The night was cool and crisp and dark. He breathed it in like a drought of wine. This is where he belonged, on the open road awaiting adventure. Not choking on the stuffy conversation and polite contempt that sullied the very air of his grandfather's gentlemens' club. He gave his cane a few artful spins in the air and lengthened his stride. He kept on, going nowhere in particular, following his whims whenever he came upon a crossroad. At one corner, he turned directly into a party of five men lounging in the shadows.

"Well, well, what have we here?" the tallest of them stepped toward Carlys while the rest fell in behind him. "A proper little gentleman, I see. Complete with top hat and jambee."

"The name is Carlys."

"Carlys." The man smiled, a wide dirty smile. "And what is a fine gentleman like yourself doing alone on these streets at this unholy hour?"

"I, sir, am enoying the simple pleasures of an evening stroll." He stepped back into the open space where the roads crossed and stood in a manner of perfect casualty, resting lightly on his cane.

Five mouths opened at once in raucous laughter.

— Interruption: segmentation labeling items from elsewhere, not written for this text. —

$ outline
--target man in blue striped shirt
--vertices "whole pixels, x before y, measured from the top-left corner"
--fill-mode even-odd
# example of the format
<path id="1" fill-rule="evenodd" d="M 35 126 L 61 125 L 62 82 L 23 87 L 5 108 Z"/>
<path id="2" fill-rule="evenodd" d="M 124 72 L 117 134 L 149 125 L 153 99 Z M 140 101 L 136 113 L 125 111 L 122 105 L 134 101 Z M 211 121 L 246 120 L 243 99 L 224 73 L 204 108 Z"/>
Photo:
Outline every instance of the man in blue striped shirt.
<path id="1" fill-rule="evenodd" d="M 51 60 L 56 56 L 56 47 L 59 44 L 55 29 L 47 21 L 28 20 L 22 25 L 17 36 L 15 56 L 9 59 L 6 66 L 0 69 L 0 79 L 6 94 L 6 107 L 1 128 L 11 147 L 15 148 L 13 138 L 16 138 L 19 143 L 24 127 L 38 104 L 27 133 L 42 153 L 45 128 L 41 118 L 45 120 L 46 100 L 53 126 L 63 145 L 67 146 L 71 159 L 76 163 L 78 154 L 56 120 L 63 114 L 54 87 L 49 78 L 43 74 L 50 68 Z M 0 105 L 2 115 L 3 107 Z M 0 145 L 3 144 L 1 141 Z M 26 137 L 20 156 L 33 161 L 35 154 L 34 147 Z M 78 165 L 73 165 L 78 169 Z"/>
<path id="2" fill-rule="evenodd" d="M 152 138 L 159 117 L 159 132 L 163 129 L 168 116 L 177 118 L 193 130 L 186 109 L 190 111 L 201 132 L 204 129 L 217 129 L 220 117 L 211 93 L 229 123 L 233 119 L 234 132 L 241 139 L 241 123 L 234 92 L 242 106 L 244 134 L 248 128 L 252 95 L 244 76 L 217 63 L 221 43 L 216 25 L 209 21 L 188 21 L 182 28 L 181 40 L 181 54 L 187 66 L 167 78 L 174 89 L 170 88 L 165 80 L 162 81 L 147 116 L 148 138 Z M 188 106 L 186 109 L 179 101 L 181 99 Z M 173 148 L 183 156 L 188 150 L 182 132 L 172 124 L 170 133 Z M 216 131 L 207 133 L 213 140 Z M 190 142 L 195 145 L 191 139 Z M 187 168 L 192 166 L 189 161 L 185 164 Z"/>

"An evening stroll?" The mirth hardened on the man's face. "I say you came looking for trouble."
Carlys said nothing, only watched the men whip out knives and surround him. He took off his hat and laid it on the cobbles. The men edged closer as he continued simply to stand there, both hands resting on his cane now, never taking his eyes off the leader. They didn't see him twist the knob of his jambee, or hear the click of a latch unlocking as he did.

"For a thousand pounds, I'll leave you alive," the man said.

"A generous offer," Carlys said. "Unfortunately, I cannot accept."

He seemed to rip his cane in two then. Now he held a slender blade in his right hand, and the body of a cane in his left. "Perhaps it is you I will leave alive."

The man snarled and rushed at Carlys. So did the other four.

Carlys smiled. This, this is what he lived for. To dance with danger.


  1. Oooh, very nice. I especially love the last line: To dance with danger. Go Carlys! ;)

  2. Me too. I really like Carlys :) I'll definitely be finishing his story someday.